Gervasia manifestó una gran sorpresa. Estaba muy seria.
—¡Oh! señor Coupeau —murmuró—. ¿Qué es lo que va usted a conseguir con ello? Yo no le he pedido semejante cosa; usted lo sabe muy bien… Aquello no me convenía; eso es todo… ¡Oh! no, no; es demasiado lo que quiere ahora, reflexiónelo bien, se lo suplico.
Pero Coupeau continuaba moviendo la cabeza con un aire de resolución inquebrantable. Todo lo tenía pensado. Había bajado, porque le era necesario pasar una buena noche. No permitiría Gervasia que subiera a llorar de nuevo. Cuando ella dijera que sí, no la atormentaría más, podría acostarse tranquilo. Simplemente quería oírla dar el sí. Ya hablarían a la mañana siguiente.
—Puede usted estar seguro de que no le diré sí tan fácilmente —respondió Gervasia—. No estoy dispuesta a que después me acuse de haberlo obligado a cometer una tontería. Ya ve, señor Coupeau, que es inútil que se obstine. Usted mismo ignora lo que siente por mí. Si no me volviera a ver durante ocho días, esto terminaría, se lo apuesto. Los hombres casi siempre se casan por una noche, la primera, y luego las noches se suceden, los días se hacen interminables y se aburren de lo lindo… Siéntese ahí, quiero hablarle bien claro ahora mismo.

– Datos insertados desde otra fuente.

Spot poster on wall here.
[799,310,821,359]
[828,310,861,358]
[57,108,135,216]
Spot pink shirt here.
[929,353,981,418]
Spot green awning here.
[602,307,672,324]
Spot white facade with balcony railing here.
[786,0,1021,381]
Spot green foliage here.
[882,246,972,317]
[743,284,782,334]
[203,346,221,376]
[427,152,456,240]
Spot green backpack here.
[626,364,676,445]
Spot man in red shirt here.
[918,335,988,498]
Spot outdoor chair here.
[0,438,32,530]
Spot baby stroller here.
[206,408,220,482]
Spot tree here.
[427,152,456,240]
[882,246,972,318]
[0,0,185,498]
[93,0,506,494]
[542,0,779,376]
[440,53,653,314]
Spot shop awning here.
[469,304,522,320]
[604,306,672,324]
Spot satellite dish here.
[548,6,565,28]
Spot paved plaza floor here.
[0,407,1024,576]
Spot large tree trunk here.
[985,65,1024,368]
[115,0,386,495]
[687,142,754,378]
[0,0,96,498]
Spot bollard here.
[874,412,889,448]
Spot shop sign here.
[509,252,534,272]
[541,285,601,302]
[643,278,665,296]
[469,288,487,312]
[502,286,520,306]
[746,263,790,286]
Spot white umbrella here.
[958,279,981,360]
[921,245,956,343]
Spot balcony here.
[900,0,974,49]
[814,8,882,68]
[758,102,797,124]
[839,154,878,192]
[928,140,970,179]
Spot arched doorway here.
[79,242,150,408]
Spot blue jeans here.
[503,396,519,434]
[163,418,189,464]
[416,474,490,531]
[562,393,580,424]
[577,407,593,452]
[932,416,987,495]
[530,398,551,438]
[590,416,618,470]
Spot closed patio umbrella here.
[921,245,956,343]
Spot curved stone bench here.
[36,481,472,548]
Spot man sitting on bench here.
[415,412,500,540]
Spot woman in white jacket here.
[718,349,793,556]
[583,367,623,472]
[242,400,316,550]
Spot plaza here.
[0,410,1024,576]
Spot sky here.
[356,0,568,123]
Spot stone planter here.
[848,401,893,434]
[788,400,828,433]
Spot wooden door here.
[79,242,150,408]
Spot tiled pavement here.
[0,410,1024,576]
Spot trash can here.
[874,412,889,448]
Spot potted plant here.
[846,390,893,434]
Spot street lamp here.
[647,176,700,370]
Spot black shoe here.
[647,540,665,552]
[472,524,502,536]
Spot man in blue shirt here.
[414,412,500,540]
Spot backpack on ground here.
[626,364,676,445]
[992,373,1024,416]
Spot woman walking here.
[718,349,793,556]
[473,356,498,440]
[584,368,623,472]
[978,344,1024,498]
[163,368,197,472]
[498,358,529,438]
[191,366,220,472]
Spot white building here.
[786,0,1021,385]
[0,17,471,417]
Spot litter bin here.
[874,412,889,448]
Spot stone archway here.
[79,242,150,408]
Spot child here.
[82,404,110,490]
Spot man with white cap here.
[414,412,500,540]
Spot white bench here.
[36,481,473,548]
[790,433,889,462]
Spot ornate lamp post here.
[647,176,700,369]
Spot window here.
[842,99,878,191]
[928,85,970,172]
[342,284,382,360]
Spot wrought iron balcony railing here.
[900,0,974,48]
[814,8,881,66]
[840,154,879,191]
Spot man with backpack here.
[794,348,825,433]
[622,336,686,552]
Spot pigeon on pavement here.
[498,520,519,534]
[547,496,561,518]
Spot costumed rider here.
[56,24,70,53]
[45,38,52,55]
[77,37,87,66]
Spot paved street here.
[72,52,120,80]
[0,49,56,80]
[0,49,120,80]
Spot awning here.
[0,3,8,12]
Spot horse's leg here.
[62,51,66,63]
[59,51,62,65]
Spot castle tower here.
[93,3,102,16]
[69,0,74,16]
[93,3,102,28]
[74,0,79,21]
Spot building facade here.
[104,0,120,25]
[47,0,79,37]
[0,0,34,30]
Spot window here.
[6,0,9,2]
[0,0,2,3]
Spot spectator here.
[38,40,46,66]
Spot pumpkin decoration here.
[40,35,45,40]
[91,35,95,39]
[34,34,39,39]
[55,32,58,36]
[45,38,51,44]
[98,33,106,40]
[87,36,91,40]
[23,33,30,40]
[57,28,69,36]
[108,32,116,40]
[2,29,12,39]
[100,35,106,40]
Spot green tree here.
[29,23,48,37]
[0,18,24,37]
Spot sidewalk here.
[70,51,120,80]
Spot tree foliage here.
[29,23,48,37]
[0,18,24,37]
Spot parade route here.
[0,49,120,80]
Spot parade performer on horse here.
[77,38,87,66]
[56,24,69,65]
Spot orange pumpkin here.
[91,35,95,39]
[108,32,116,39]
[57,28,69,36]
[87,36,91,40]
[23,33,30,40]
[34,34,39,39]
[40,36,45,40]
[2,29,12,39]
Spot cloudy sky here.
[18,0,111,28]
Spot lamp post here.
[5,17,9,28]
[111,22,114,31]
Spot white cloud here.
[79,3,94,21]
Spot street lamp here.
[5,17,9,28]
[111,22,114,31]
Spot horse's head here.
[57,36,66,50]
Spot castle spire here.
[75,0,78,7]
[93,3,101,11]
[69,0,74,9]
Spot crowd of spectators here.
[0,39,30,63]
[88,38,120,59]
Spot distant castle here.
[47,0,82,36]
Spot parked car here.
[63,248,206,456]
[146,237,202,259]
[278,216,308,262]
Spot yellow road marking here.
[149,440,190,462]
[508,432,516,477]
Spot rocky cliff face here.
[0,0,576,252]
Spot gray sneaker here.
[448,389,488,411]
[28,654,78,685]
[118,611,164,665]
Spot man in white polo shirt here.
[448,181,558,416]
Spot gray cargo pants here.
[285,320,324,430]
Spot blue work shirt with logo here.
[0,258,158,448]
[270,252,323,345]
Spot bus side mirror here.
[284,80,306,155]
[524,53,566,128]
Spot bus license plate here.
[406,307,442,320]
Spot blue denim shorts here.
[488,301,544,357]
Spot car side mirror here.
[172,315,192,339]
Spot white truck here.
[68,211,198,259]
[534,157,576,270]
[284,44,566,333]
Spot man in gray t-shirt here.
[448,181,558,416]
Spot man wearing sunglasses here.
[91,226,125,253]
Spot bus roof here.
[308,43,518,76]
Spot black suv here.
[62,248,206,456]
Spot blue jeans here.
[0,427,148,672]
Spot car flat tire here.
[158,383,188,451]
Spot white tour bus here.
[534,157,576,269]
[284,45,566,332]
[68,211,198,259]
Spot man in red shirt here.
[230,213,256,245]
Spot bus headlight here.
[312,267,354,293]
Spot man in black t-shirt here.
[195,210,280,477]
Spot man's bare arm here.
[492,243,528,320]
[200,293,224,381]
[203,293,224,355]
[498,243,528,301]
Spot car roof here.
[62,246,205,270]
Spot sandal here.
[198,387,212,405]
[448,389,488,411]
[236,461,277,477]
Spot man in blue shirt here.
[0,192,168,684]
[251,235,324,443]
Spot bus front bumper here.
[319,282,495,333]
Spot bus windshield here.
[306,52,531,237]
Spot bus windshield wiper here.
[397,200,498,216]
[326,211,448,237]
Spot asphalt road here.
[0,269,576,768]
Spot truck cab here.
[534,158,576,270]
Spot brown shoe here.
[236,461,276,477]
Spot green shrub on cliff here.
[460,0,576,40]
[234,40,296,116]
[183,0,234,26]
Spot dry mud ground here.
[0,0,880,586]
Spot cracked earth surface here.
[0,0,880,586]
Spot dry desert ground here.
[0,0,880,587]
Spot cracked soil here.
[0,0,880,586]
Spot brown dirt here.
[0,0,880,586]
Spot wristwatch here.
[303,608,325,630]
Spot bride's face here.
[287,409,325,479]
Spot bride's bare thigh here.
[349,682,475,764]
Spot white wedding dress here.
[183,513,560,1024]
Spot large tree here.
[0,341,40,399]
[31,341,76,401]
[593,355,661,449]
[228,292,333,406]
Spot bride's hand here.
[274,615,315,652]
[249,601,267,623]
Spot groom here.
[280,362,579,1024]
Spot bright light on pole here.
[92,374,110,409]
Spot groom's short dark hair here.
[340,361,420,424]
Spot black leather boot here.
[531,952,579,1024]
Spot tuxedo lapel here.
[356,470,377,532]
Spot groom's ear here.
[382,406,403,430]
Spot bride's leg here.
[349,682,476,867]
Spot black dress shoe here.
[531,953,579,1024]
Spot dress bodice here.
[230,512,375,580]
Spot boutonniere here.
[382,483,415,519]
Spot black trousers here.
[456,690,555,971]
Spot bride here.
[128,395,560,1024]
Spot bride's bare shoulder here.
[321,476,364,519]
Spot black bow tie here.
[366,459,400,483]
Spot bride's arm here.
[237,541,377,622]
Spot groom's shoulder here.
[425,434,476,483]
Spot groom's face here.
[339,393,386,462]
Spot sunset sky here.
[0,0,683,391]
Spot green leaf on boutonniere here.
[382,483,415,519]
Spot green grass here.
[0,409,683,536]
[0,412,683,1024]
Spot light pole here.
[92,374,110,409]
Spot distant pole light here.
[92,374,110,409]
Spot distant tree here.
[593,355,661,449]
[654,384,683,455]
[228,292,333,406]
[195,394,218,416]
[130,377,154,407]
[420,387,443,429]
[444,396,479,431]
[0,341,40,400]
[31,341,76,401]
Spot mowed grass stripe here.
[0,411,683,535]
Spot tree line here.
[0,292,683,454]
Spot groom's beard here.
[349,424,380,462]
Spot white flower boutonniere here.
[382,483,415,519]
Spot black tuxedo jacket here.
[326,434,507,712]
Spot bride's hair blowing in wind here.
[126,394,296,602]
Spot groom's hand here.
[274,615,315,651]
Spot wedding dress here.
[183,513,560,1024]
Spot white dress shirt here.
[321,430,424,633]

Entonces, en la habitación negra ya la claridad nebulosa de una vela que se olvidaban de despabilar, discutieron casi hasta la una de la mañana sobre su casamiento, bajando la voz para no despertar a los niños, que dormían respirando suavemente con la cabeza en la misma almohada. Y Gervasia a cada momento volvía la cabeza hacia ellos, mostrándoselos a Coupeau: eran una linda dote que ella aportaría; no le era posible, en verdad, estorbarlo con los dos chiquillos. Luego, sentía también vergüenza por él… ¿Qué dirían en el barrio? La habían conocido con su amante, sabían su historia. No era muy propio que los vieran casarse al cabo de dos meses escasos de su abandono. A todas estas razones, Coupeau respondía encogiéndose de hombros. Le importaba un bledo todo el barrio. Él no metía su nariz en los asuntos de los demás; desde luego, habría tenido buen temor de sacarla sucia. Y, ¡bueno! ella había sido antes de Lantier, y ¿qué tenía esto de malo? No hacía mala vida, no llevaba hombres a su casa, como lo hacían tantas mujeres, incluso las más ricas. Cuando los niños crecieran, se les educaría, ¡pardiez! Nunca encontraría una mujer tan animosa, tan buena, tan llena de todas las cualidades. Además, no sólo era eso. Ella habría podido rodar por las aceras, ser fea, holgazana, repugnante, tener una pandilla de chiquillos sucios, nada le hubiera importado, él la quería.
—Sí, yo la quiero —repetía, golpeando el puño sobre su rodilla, en un movimiento continuo—. ¿Lo oye usted? Yo la quiero. Contra eso, no hay nada que decir, me parece.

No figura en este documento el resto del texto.